Final Results
114K+
Tracks Analyzed
77.5%
XGBoost Accuracy
0.859
Peak ROC-AUC
84%
Popular Song Recall
✨ Technical Highlights
🔧 Engineered Features
Implemented Vocal Intensity and Energy Balance to capture the complex synergy between audio signals.
🤖 Advanced Ensemble
Moved beyond linear baselines to XGBoost, capturing non-linear relationships with high precision.
🔍 Explainable AI
Used SHAP Analysis to demystify the "black box," visualizing how each feature pulls the prediction toward popularity.
🎯 Precision Tuning
Shifted decision thresholds to 0.4436 to optimize the F1-Score and maximize hit discovery.
🏆 Model Leaderboard
| Model | Accuracy | ROC-AUC | F1-Score | Stability |
|---|---|---|---|---|
| XGBoost (Champion) | 0.775 | 0.859 | 0.780* | +/- 0.006 |
| Gradient Boosting | 0.766 | 0.850 | 0.760 | +/- 0.007 |
| Random Forest | 0.761 | 0.839 | 0.771 | +/- 0.010 |
| Logistic Regression | 0.577 | 0.621 | 0.590 | Baseline |
* Scores validated via 5-Fold Stratified Cross-Validation for robustness.
🔑 The "Hit" Ingredients
What Drives Popularity?
- Genre Encodings: The strongest predictor of initial popularity potential.

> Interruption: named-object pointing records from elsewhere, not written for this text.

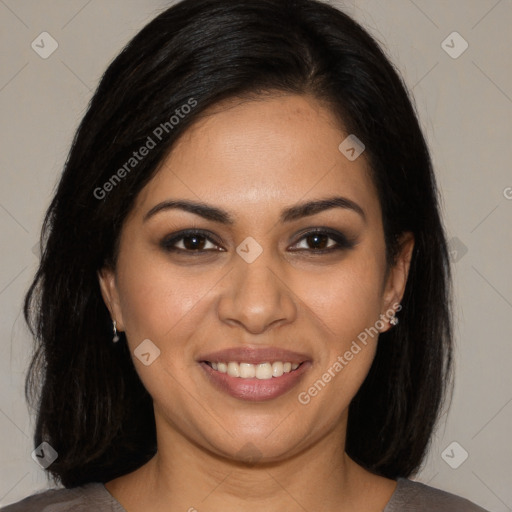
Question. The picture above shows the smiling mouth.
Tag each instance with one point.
(262, 371)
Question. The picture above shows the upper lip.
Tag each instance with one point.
(254, 355)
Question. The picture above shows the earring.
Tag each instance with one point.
(115, 339)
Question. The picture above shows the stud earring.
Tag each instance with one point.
(115, 339)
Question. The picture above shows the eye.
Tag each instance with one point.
(317, 241)
(190, 241)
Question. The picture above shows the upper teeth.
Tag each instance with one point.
(249, 371)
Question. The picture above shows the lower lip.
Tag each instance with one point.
(255, 390)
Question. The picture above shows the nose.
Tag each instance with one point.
(256, 297)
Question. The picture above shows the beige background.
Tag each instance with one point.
(465, 105)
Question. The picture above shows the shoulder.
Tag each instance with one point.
(413, 496)
(76, 499)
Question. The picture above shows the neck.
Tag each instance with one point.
(184, 476)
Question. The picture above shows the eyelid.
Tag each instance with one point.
(342, 242)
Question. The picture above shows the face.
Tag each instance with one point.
(255, 278)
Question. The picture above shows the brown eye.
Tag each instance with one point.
(323, 241)
(189, 241)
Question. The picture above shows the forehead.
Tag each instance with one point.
(260, 154)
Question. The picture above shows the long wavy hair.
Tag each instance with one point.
(91, 405)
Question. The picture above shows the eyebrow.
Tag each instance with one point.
(290, 214)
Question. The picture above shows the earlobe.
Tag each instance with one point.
(398, 274)
(109, 292)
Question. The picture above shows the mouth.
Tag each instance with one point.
(261, 371)
(254, 374)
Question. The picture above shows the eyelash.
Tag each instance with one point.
(342, 242)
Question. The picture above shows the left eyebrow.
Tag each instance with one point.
(290, 214)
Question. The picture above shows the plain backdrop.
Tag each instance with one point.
(464, 100)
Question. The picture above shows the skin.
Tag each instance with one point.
(254, 158)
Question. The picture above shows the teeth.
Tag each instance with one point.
(262, 371)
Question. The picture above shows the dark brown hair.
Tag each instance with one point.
(91, 405)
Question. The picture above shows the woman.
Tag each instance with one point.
(243, 301)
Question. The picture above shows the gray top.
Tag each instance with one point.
(409, 496)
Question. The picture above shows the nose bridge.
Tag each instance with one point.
(256, 295)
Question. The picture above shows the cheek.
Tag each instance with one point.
(156, 298)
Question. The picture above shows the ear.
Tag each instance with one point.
(396, 280)
(110, 294)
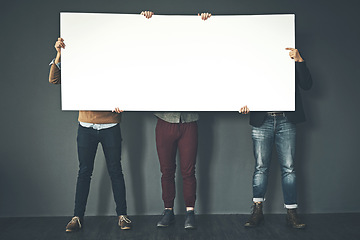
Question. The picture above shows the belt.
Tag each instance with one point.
(275, 114)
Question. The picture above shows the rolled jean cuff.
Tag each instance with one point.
(291, 206)
(258, 199)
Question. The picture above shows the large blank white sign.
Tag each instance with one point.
(177, 63)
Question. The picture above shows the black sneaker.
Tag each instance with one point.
(167, 219)
(124, 222)
(190, 220)
(293, 220)
(256, 217)
(73, 225)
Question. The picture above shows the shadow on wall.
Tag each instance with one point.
(204, 161)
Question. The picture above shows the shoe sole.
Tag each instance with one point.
(254, 226)
(164, 226)
(190, 228)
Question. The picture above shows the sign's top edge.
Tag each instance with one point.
(185, 15)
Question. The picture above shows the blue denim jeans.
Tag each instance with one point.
(87, 141)
(279, 131)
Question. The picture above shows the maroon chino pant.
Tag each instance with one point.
(169, 138)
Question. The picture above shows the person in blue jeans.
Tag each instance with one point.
(279, 128)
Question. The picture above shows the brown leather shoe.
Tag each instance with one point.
(293, 220)
(73, 225)
(256, 217)
(124, 222)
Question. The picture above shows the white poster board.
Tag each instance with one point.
(177, 63)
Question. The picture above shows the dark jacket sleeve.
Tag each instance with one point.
(55, 74)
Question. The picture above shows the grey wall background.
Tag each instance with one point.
(38, 160)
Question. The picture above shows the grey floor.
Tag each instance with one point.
(320, 226)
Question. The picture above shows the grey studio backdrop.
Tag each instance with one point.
(38, 160)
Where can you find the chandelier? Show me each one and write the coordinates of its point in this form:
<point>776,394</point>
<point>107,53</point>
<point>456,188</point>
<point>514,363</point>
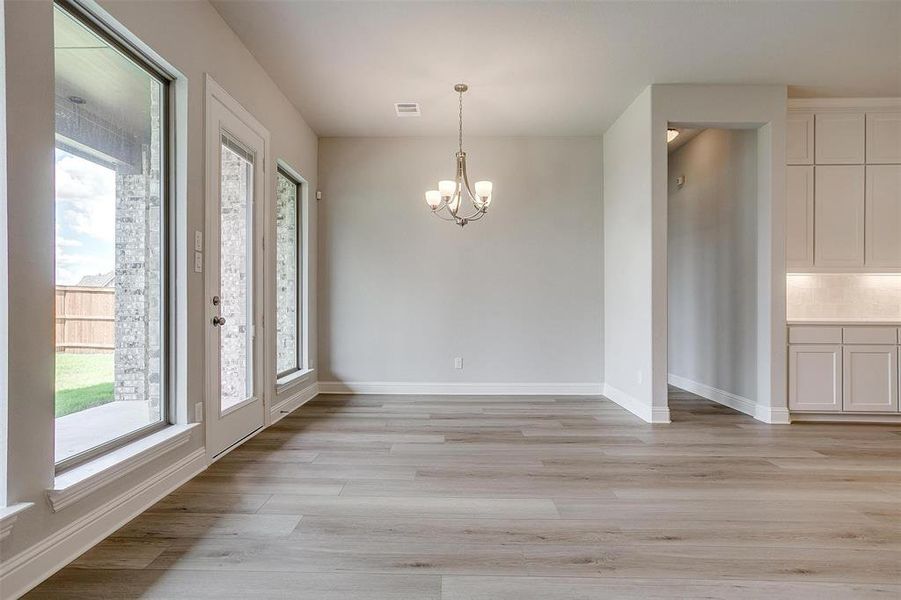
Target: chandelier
<point>446,201</point>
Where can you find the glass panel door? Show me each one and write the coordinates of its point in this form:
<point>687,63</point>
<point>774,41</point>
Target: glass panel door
<point>236,329</point>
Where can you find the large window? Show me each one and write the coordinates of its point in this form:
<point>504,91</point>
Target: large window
<point>111,199</point>
<point>289,357</point>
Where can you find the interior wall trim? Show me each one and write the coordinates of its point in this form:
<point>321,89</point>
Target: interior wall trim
<point>461,389</point>
<point>734,401</point>
<point>293,402</point>
<point>646,412</point>
<point>33,565</point>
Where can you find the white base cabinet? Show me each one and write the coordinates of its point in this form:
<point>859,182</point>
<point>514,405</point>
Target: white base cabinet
<point>836,369</point>
<point>815,378</point>
<point>870,378</point>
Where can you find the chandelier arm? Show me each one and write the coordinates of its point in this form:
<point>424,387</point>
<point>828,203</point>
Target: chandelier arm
<point>442,217</point>
<point>478,214</point>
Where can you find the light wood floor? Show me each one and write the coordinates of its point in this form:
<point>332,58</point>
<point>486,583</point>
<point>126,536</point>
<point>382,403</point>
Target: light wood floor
<point>396,498</point>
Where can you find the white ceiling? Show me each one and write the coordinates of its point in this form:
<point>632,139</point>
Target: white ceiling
<point>552,68</point>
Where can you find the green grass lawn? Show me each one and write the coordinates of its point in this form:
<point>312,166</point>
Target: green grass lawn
<point>83,381</point>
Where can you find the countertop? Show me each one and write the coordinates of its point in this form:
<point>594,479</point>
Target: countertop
<point>850,322</point>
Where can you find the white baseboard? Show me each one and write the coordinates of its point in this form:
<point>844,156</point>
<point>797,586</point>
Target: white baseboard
<point>35,564</point>
<point>293,402</point>
<point>635,406</point>
<point>460,389</point>
<point>885,418</point>
<point>773,416</point>
<point>734,401</point>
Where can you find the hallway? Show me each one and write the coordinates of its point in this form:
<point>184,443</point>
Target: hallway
<point>414,497</point>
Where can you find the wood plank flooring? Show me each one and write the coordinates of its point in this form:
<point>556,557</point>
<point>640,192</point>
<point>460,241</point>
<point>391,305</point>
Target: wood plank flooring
<point>496,498</point>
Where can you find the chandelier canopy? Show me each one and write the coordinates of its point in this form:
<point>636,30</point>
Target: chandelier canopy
<point>446,201</point>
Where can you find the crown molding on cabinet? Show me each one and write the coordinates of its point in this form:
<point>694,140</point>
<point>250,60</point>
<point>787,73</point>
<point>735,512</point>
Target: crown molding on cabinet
<point>844,104</point>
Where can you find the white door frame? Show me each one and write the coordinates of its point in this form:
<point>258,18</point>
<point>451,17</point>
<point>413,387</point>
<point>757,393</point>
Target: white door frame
<point>219,103</point>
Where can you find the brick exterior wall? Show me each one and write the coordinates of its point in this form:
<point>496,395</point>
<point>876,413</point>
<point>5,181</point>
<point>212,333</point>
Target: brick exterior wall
<point>286,275</point>
<point>139,246</point>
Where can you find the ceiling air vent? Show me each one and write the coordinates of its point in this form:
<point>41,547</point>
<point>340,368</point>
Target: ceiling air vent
<point>406,109</point>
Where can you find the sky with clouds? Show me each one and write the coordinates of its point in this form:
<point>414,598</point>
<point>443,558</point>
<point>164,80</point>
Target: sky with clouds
<point>85,218</point>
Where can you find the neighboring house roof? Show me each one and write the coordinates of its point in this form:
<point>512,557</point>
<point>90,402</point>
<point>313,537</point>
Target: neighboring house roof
<point>99,280</point>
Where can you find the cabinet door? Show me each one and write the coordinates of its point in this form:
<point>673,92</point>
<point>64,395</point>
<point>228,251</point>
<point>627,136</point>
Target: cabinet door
<point>799,139</point>
<point>840,139</point>
<point>870,375</point>
<point>839,216</point>
<point>815,378</point>
<point>884,138</point>
<point>799,217</point>
<point>883,222</point>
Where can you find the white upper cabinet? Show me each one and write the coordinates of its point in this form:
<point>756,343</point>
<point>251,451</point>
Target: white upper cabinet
<point>884,138</point>
<point>883,216</point>
<point>799,139</point>
<point>840,138</point>
<point>839,216</point>
<point>799,216</point>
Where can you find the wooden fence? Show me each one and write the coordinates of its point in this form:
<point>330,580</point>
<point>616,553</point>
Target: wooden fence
<point>85,319</point>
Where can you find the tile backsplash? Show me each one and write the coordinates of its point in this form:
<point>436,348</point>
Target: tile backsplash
<point>850,296</point>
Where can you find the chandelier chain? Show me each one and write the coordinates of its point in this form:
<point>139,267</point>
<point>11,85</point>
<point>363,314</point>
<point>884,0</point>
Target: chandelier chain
<point>461,123</point>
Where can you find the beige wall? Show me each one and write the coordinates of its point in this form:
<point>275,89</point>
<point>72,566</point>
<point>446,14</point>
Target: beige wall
<point>627,258</point>
<point>517,295</point>
<point>195,40</point>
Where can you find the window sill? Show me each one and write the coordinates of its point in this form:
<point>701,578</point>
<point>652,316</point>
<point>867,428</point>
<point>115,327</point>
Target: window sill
<point>8,517</point>
<point>76,483</point>
<point>294,378</point>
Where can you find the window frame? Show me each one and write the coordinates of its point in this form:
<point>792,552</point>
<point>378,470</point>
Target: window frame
<point>77,11</point>
<point>300,187</point>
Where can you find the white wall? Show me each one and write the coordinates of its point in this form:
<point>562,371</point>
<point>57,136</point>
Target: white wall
<point>762,108</point>
<point>193,38</point>
<point>517,295</point>
<point>4,270</point>
<point>712,262</point>
<point>627,259</point>
<point>635,205</point>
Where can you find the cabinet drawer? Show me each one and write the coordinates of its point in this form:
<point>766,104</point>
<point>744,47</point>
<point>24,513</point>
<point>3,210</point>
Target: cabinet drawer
<point>870,335</point>
<point>799,139</point>
<point>810,334</point>
<point>883,138</point>
<point>839,139</point>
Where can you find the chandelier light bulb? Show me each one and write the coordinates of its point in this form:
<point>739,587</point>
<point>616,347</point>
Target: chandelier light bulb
<point>433,198</point>
<point>447,188</point>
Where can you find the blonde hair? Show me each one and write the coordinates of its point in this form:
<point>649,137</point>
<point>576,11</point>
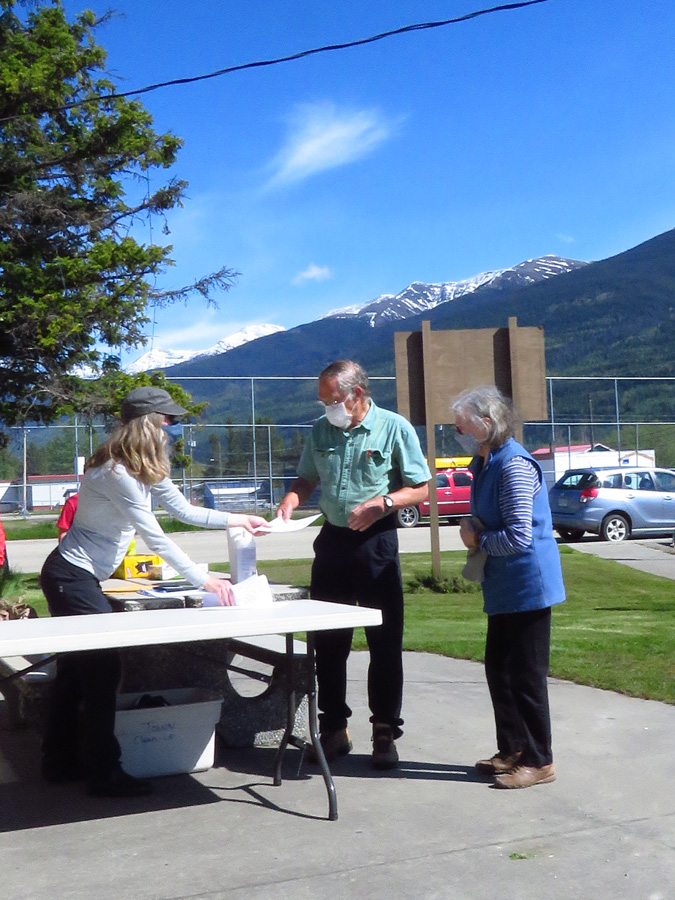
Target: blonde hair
<point>138,445</point>
<point>487,402</point>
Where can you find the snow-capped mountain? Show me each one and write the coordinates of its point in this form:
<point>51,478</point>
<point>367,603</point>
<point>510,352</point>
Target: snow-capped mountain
<point>420,297</point>
<point>162,359</point>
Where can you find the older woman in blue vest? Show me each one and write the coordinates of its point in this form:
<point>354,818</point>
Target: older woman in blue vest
<point>522,580</point>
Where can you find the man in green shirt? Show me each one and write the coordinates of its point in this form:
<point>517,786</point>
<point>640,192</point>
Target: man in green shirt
<point>369,464</point>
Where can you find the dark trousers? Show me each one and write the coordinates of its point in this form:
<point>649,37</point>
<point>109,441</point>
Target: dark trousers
<point>360,568</point>
<point>88,679</point>
<point>517,654</point>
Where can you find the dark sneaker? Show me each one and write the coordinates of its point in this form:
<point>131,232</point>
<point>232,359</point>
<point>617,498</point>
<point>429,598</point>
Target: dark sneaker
<point>526,776</point>
<point>62,772</point>
<point>385,755</point>
<point>498,764</point>
<point>119,784</point>
<point>334,744</point>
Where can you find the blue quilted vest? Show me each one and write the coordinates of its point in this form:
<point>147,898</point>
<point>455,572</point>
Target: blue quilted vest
<point>532,578</point>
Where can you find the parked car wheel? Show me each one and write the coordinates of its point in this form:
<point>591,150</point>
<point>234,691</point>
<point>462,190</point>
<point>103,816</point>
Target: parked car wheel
<point>570,534</point>
<point>614,528</point>
<point>408,517</point>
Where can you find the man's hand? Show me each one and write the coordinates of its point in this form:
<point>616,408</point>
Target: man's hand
<point>222,588</point>
<point>301,490</point>
<point>255,525</point>
<point>286,507</point>
<point>366,514</point>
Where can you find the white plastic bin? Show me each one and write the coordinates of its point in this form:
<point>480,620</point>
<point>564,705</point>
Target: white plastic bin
<point>168,740</point>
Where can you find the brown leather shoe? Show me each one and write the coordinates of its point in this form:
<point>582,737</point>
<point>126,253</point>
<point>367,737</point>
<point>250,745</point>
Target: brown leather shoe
<point>334,744</point>
<point>526,776</point>
<point>385,754</point>
<point>497,764</point>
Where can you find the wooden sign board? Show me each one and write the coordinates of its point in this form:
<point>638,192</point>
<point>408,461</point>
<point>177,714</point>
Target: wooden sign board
<point>433,367</point>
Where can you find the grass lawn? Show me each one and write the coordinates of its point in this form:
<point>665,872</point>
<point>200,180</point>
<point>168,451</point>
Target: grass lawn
<point>615,631</point>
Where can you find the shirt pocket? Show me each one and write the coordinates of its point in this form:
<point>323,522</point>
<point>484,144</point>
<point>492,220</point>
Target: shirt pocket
<point>375,465</point>
<point>328,463</point>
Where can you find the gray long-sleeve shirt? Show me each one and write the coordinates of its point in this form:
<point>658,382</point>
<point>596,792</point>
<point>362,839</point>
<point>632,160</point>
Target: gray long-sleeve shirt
<point>113,506</point>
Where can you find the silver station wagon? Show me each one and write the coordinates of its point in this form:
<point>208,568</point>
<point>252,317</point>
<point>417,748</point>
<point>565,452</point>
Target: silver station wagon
<point>613,503</point>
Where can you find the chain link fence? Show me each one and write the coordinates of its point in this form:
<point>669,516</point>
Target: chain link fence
<point>248,467</point>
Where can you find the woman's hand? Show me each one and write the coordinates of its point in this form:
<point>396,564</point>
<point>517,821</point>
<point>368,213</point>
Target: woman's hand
<point>467,534</point>
<point>255,525</point>
<point>222,588</point>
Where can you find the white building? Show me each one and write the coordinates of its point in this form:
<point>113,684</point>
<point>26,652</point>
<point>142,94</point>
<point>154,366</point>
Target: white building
<point>581,456</point>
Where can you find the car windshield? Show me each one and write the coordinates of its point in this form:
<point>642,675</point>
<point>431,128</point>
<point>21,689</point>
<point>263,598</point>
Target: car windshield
<point>576,481</point>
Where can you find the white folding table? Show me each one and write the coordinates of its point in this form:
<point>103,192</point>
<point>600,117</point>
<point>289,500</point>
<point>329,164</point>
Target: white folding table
<point>67,634</point>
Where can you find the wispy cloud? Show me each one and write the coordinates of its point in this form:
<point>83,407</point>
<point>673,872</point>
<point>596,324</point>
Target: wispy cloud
<point>321,137</point>
<point>197,334</point>
<point>313,273</point>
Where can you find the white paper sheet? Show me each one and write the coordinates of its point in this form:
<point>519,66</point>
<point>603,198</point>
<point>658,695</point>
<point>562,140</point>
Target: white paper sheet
<point>281,526</point>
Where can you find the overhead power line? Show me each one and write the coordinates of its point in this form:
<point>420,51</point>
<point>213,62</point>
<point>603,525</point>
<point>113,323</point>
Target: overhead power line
<point>406,29</point>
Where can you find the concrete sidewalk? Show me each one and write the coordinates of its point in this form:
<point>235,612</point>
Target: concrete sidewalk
<point>432,829</point>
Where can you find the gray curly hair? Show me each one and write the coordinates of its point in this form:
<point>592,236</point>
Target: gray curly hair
<point>488,402</point>
<point>349,375</point>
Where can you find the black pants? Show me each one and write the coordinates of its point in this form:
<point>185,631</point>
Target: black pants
<point>88,678</point>
<point>360,568</point>
<point>517,654</point>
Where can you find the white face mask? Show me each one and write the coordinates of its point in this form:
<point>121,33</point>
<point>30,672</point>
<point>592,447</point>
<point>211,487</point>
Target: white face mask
<point>469,444</point>
<point>338,415</point>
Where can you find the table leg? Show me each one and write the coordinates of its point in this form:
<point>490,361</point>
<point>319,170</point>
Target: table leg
<point>312,722</point>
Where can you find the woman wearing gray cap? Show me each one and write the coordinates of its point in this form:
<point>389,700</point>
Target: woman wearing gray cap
<point>121,479</point>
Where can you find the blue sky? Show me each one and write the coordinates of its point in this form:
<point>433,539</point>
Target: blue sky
<point>430,156</point>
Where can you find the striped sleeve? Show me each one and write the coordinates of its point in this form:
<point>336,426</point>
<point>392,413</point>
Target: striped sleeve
<point>519,483</point>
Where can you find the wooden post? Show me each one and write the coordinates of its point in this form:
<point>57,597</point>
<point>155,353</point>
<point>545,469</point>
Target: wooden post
<point>431,448</point>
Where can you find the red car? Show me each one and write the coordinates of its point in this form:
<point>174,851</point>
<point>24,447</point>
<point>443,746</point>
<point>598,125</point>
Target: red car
<point>453,492</point>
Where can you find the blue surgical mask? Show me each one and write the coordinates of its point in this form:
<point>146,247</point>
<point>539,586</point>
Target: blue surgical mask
<point>469,444</point>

- Emotional Valence: Listeners prefer positive, upbeat tones over somber ones.
- Danceability: Rhythmic consistency remains a staple of chart-topping tracks.
- Energy Balance: Success favors a balanced mix of organic and electronic production.
- Strategic Length: Modern streaming favors brevity; 2.5–3.5 mins is the current sweet spot.